Gabriela Escalante stalks the rumbling streets alongside newspaper, peanut and candy vendors, wading deep into traffic at red lights across town.
Her eyes are fixed on tailpipes.
A member of Mexico City’s ecoguarda, or environmental police, she and some 50 colleagues are on the lookout for white clouds of toxic exhaust, stopping hundreds of offending motorists each day, issuing 1,262 peso fines (US$95) fines and confiscating license plates — a small but urgent army fighting the capital’s infamous air pollution.
“We detect, we detain and we fine,” said Escalante, 27. “This is the air we all breathe.”
Not long ago, air in this throbbing capital was so bad that cyclists wore surgical masks. Birds fell dead in mid-flight and children used brown crayons to draw the sky. Ozone exceeded safe levels on 97 percent of days in the year.

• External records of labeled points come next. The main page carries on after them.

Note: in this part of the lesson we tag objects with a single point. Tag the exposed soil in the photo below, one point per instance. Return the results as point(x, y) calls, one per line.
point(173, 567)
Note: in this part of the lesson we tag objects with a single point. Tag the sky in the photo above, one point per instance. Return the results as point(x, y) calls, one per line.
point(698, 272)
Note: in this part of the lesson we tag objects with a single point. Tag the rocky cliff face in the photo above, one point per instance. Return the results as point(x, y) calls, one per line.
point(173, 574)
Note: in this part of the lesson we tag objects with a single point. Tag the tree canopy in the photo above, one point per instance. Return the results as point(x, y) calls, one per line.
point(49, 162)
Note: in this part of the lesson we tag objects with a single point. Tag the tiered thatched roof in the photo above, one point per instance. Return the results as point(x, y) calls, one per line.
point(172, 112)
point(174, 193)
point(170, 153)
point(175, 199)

But the metropolis ranked the world’s most polluted by a 1992 UN report has since slashed some of its worst emissions by more than three-quarters and has become a model for improving urban air quality.
Capitals such as Beijing, Cairo, New Delhi and Lima are now more contaminated, the World Bank says, while air in at least 30 other cities contains more toxic particles, including Barcelona and Prague.

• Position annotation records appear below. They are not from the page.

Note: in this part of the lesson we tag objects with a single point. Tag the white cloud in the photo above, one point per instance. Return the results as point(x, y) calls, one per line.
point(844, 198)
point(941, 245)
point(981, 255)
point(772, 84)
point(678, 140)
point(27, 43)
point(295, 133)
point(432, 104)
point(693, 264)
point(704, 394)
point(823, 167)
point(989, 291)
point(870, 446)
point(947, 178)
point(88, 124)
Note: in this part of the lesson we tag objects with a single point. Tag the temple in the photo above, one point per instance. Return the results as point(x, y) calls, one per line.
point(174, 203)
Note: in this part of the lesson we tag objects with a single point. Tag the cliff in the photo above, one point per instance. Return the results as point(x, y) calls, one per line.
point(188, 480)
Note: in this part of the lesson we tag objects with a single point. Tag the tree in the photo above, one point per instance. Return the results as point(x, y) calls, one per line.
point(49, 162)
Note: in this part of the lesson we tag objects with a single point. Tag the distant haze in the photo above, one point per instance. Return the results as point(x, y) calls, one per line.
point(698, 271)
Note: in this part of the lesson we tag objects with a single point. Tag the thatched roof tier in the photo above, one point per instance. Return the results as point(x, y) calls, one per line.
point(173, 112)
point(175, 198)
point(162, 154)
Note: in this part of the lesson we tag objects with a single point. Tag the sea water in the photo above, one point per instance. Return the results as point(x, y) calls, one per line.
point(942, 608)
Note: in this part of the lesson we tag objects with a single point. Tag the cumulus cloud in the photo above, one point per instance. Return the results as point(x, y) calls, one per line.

When Latin American leaders met here last month to discuss the environment, many looked to Mexico as an example of progress, said Sergio Jellinek, a World Bank spokesman who attended the forum.

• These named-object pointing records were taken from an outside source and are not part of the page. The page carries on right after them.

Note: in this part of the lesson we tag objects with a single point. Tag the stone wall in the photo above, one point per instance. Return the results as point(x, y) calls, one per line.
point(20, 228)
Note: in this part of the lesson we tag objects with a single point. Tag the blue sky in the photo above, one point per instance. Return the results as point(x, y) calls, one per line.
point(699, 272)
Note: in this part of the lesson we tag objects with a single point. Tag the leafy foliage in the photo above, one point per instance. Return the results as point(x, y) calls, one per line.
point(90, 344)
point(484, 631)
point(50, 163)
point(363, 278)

Still, a nagging cloud of ozone has been harder to reduce — a sign of the secondary air pollution problems that cities can expect even after cutting their most visible contaminants.
With the onset of winter, the worst time of year for pollution, Mexico City said it planned to spend 40 billion pesos (US$3 billion) by 2012 to expand public transit and further slash emissions.
“There has been a large improvement, and it’s important to show it could be done,” said Mario Molina, a Nobel Prize-winning Mexican chemist now advising US president-elect Barack Obama’s transition team on environmental issues. “But there’s still a long way to go to get really satisfactory air.”
Ringed by volcanoes and nearly 1km higher than Denver, the city’s geography and population make it a “perfect factory” for pollution, said Adrian Fernandez, head of the National Institute of Ecology, Mexico’s version of the EPA.
In thin air at over 2,240m fuel burns less efficiently, releasing more unused particles. Breathing deeper to fill their lungs, people inhale more toxins.
High-altitude sunshine speeds the chemical reactions that transform emissions into a lethal stew of smog. That brown cloud blankets the city, lowering temperatures and trapping pollutants on the ground.
“What you have is a casserole dish with a lid on top,” said Armando Retama, a chemist at the city’s Environment Department.
Mexico City and its sprawling suburbs swelled from 3 million people in 1950 to more than 20 million today, making it the world’s second-biggest urban area after Tokyo. Economic growth kept pace, boosting energy consumption and flooding the roads with more than 4 million vehicles.
Traffic is so clogged that average speeds have dipped to 21kph, the Environment Department says.
Even with today’s cleaner cars, experts agree that 70 percent to 80 percent of emissions are vehicle-related.